說起「深港人」,大家可能會想到跨境學童或上班族,但其實香港開埠以來的最早群落正正紮根邊境禁區。邊境鄰近深圳,與內地商業往來,多年來自成一角,當香港其他地區在推土、在發展,由農業過渡至製造業,再過渡到知識型經濟,禁區卻因處於封閉狀態,得以在時間洪流中「停留」。香港位處南中國的邊陲,而蓮麻坑村、沙頭角等臨近邊境的禁區,便彷彿是邊緣中的邊緣,但璀璨繁榮並非幸福的唯一指標,世界的中心雖不屬邊境人,他們對「中心」卻有另一番理解,因而活得自在悠然。
攝影︰李澤彤、梁鵬威、余俊亮

鄭錦在夏天都不穿上衣,因為不喜歡耕田時出汗,被衣服黏着的感覺。「咩都慳返,冬天先著衫囉。」他說。

沿着蓮麻坑路向禁區方向步行,起初是一棟棟插針式的高樓大廈,跟你我他住的地方毫無分別;村外地盤發炮一樣的打樁聲響,每一下也敲進心窩。過了村口的涼亭,路慢慢被一棵棵垂滿氣根的大樹包圍。鳥和蟬的鳴叫聲漸漸取代打樁聲,偶爾傳來響亮狗吠聲,恍若亙古的時光停頓了。竹林深處有個光着上半身、穿黑色水鞋、年過半百的伯伯推着手推車。

他的皮膚黝黑粗糙,手推車上面有個寫着信義農莊的綠色籃子,箱子裏是一堆泥土。記者在今年才開放的蓮麻坑路尋找住在邊境的農夫,瞥見一個黑實卻不似是地盤工人的男人,立即衝上前傻傻地問:「我可以跟你聊天嗎?」伯伯徐徐擱下手推車,抹一抹額上的汗,笑道:「你想聊什麼?」

下午4時許,乃蚊和蠓「搵食」的黃金時間。我倆站在田邊,聊着他的偷渡故事,和今天種的火龍果。站着不幹活的後果是大家雙腳被蠓咬得傷痕纍纍,他說不打緊;我說,癢得可以殺死一頭牛,他笑道,牛是用來耕田的。

鄭錦太太說丈夫生活就只有耕田,閒時無事做,也愛落田東忙西忙。

他來自潮州 廿多歲偷渡到蓮麻坑

伯伯的名字叫鄭錦,他來自潮州,今年77歲。廿多歲時第三次偷渡來港,經惠州、梧桐山、蓮麻坑的山嶺成功抵壘。50多年來他也在蓮麻坑村的嚤囉樓深耕細作,蓮麻坑給一彎深圳河圍畔,他的農田對面便是蓮塘口岸。從前對岸跟這裏一樣,全是農地,現在跟村外一樣,都建成高樓大廈了。

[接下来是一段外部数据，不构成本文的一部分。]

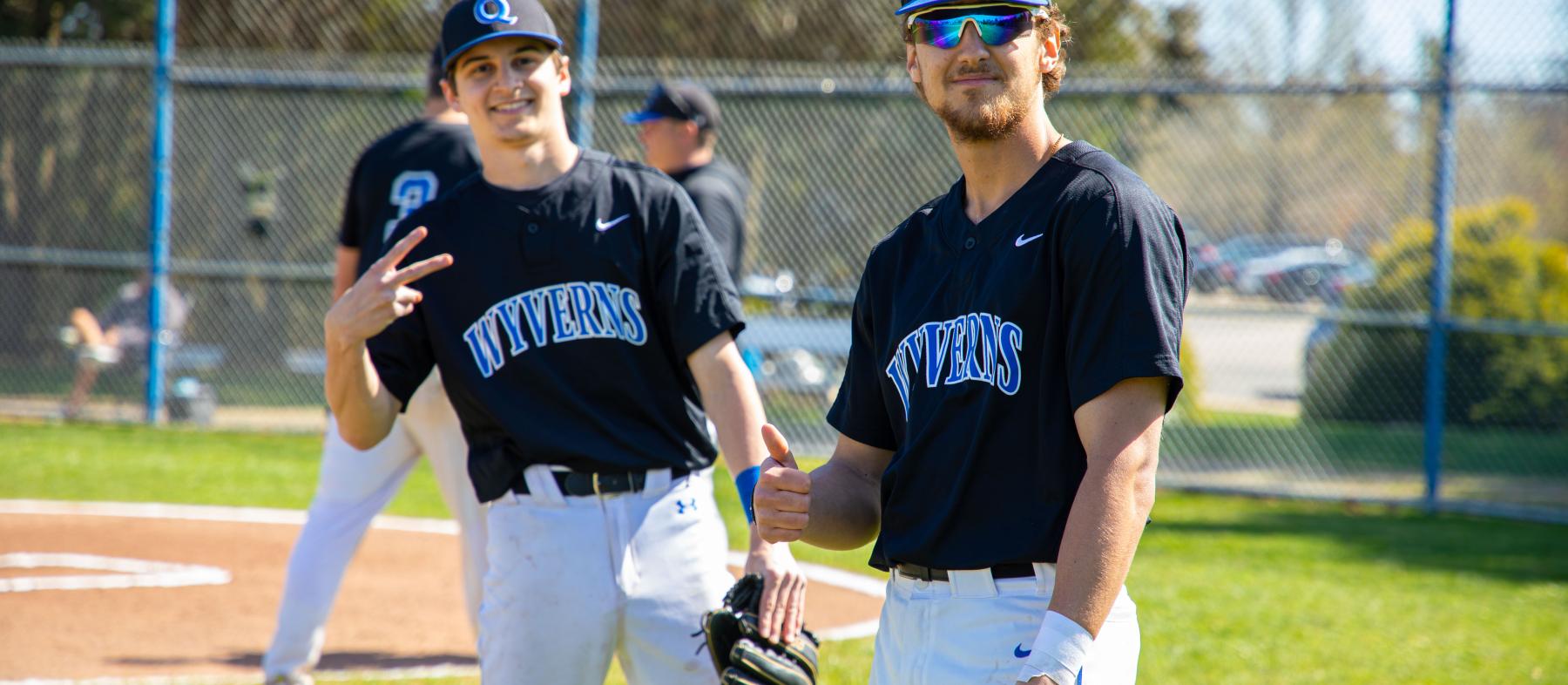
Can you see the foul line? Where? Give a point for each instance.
(413, 673)
(123, 573)
(256, 514)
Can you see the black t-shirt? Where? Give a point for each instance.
(972, 347)
(720, 194)
(397, 174)
(564, 325)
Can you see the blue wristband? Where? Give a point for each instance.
(745, 485)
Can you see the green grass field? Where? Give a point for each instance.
(1230, 590)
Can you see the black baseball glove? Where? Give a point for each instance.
(739, 651)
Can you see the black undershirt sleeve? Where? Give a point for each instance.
(697, 298)
(1125, 292)
(860, 411)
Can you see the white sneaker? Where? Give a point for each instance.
(102, 355)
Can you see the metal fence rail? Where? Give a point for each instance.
(1383, 132)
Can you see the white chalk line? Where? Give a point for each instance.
(409, 673)
(256, 514)
(121, 573)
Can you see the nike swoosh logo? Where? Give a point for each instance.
(604, 225)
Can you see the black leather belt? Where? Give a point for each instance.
(601, 483)
(999, 571)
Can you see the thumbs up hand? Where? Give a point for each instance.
(783, 496)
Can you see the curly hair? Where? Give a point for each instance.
(1054, 21)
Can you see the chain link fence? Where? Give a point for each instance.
(1297, 139)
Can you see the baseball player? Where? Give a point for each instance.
(678, 131)
(392, 178)
(1015, 349)
(582, 322)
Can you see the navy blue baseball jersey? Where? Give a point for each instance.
(564, 327)
(972, 345)
(400, 173)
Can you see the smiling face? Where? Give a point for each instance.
(982, 92)
(511, 90)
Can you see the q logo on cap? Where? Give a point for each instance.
(493, 11)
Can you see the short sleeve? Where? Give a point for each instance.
(697, 298)
(1126, 288)
(353, 215)
(860, 411)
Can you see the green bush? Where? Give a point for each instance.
(1375, 373)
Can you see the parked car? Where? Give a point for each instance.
(1223, 264)
(1301, 273)
(1203, 254)
(1325, 281)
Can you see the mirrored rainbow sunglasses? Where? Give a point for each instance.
(997, 24)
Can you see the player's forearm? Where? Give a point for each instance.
(347, 261)
(731, 400)
(846, 506)
(364, 410)
(1103, 532)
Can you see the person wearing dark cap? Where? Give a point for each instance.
(1015, 347)
(584, 327)
(394, 176)
(679, 129)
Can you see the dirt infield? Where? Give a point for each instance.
(198, 598)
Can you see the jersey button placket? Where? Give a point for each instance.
(535, 241)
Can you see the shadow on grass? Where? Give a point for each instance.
(1511, 551)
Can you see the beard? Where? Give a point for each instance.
(974, 118)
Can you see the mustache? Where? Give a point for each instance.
(983, 70)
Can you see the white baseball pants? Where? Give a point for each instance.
(974, 629)
(574, 580)
(352, 490)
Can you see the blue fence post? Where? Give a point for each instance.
(1442, 267)
(159, 239)
(584, 71)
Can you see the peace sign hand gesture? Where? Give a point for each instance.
(382, 295)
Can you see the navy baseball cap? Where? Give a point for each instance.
(917, 5)
(472, 23)
(682, 101)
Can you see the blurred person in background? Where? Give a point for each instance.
(394, 176)
(679, 131)
(117, 335)
(584, 325)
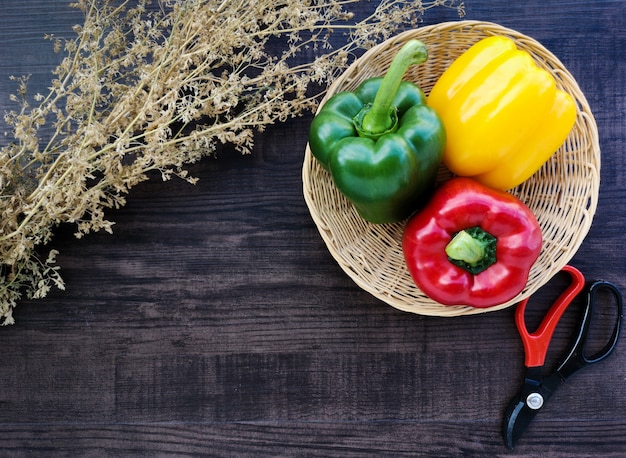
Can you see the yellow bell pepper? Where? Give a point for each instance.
(504, 116)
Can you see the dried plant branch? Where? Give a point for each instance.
(144, 88)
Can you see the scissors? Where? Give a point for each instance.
(538, 388)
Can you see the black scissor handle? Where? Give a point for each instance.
(576, 358)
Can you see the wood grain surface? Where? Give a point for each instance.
(214, 322)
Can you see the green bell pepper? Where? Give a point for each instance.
(381, 143)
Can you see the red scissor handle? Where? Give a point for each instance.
(536, 344)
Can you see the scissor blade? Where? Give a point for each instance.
(516, 419)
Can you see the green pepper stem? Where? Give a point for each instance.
(378, 118)
(473, 249)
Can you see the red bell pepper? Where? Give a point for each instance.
(471, 245)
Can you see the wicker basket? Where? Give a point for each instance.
(563, 194)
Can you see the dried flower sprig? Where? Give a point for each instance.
(155, 87)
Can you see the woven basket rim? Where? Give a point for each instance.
(573, 201)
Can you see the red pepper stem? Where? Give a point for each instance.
(472, 249)
(378, 118)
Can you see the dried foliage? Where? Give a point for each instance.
(146, 88)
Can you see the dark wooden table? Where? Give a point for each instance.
(215, 322)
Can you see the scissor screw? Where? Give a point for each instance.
(534, 401)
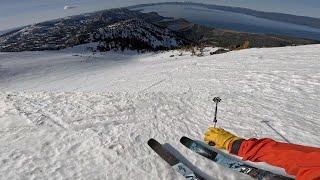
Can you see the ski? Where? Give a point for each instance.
(173, 161)
(230, 162)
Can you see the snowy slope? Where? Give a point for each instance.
(72, 115)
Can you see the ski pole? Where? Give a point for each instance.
(216, 100)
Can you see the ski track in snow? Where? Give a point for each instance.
(66, 115)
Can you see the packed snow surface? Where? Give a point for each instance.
(72, 114)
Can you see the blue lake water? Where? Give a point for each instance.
(234, 21)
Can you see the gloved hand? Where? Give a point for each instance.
(220, 137)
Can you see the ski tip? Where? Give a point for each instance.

談不到半天,我說要帶個攝影師拍照,他想也沒想便點頭說好。我也相信直至第二次採訪,鄭錦也不知道我是何許人,連記者證和遞給他的卡片也沒有看過半眼。採訪完畢之際,我不禁問,為什麼會貿然跟一個陌生人聊天?「傾吓偈有乜所謂,以前未開放這裏沒有外人,好靜。你想傾咪傾囉,從來沒有記者來過我家。」鄭錦挨着籐椅、一臉無所謂地說。

或許他的邊境世界,一直有着從沒有什麼爾虞我詐的單純。

鄭伯說,四周的環境都沒有改變,就是農地少了,現在都被高樓大廈圍着;又多了架小巴隔一小時來來回回,從前這裏只有「差佬車」和靠雞籠車出上水,那時他一個月才出去一次,為的是「飛髮」。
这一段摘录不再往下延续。